Catalysts essential for this productive interaction between statisticians and software engineers, and some of the interdisciplinary research opportunities for software engineers and statisticians, include the following:
-
A model for statistical research in software engineering that is collaborative in nature. The ideal collaboration partners statisticians, software engineers, and a real software process or product. Barriers to academic reward and recognition barriers, as well as obstacles to the funding of cross-disciplinary research, can be expected to decrease over time; in the interim, industry can play a leadership role in nurturing collaborations between software engineers and statisticians and can reduce its own set of barriers (for instance, those related to proprietary and intellectual property interests).
-
A model for data collection and analysis that ensures the availability of high-quality data for statistical approaches to issues in software engineering. Careful attention to data issues ranging from definition of metrics to feed-back/-forward loops, including exploratory data analysis, statistical modeling, defect analysis, and so on, is essential if statistical methods are to have any appreciable impact on a given software project under study. For this reason it is crucial that the software industry take a lead position in research on statistical software engineering.
-
Attention to relevant issues in education. Enormous opportunities and many potential benefits are possible if the software engineering community learns about relevant statistical methods and if statisticians contribute to and cooperate in the education of future software engineers. Some relevant areas include:
-
Designed experiments. Software engineering is inherently experimental, yet relatively few designed experiments have been conducted.

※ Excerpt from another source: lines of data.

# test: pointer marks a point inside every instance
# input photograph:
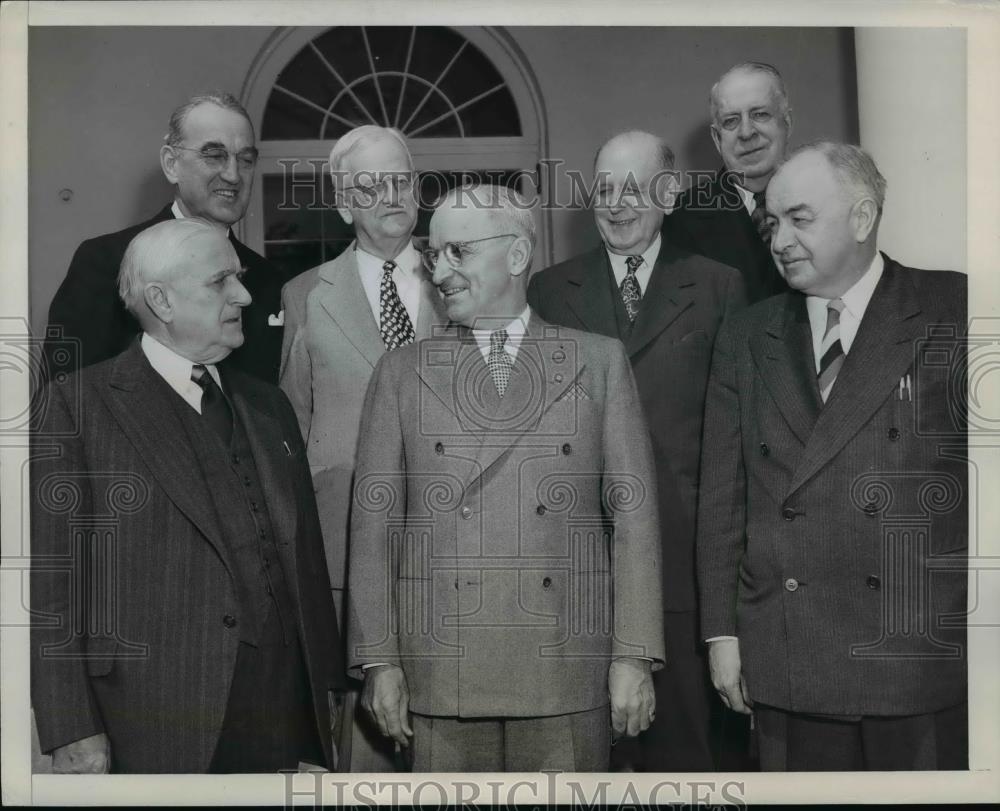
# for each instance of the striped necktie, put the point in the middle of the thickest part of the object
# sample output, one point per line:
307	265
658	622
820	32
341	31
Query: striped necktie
831	350
395	326
630	290
499	361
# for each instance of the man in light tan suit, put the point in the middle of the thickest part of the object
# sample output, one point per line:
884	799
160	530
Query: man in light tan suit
505	547
340	318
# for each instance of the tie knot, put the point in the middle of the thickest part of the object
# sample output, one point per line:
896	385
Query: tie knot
201	375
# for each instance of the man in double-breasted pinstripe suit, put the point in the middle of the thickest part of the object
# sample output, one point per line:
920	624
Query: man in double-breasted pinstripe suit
505	561
832	523
183	619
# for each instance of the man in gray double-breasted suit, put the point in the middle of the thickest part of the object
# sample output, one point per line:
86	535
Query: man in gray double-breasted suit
340	318
505	559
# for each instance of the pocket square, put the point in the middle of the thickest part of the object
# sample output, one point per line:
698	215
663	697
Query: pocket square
574	392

Software engineering education programs must stress the desirability, where feasible, of validating new techniques using statistically valid designed experiments.
-
Exploratory data analysis. Exploratory data analysis methods are essentially ''model free," whereby the investigator hopes to be surprised by unexpected behavior rather than having thinking constrained to what is expected. Modeling. Recent advances in the statistical community in the past decade have effectively relaxed the linearity assumptions of nearly all classical techniques. There should be an emphasis on educational information exchange leading to more and wider use of these recently developed techniques.
-
Risk analysis. A paradigm for managing risk for the space shuttle program, discussed in Chapter 2 of this report, and the corresponding statistical methods can play a crucial role in identifying risk-prone parts of software systems and of combined hardware and software systems.
-
Attitude toward assumptions. Software engineers should be aware that violating assumptions is not as important as thoroughly understanding the violation's effects on conclusions. Statistics textbooks, courses, and consulting activities should convey the statistician's level of understanding about and perspective on the importance and implications of assumptions for statistical inference methods.
-
Visualization. Graphics is important in exploratory stages in helping to ascertain how complex a model the data ought to support; in the analysis stage, by which residuals are displayed to examine what the currently entertained model has failed to account for; and in the presentation stage, in which graphics can provide succinct and convincing summaries of the statistical analysis and the associated uncertainty. Visualization can help software engineers cope with, and understand, the huge quantities of data collected as part of the software development process.
-
Tools. It is important to identify good statistical computing tools for software engineers. An overview of statistical computing, languages, systems, and packages should be done that is focused specifically for the benefit of software engineers.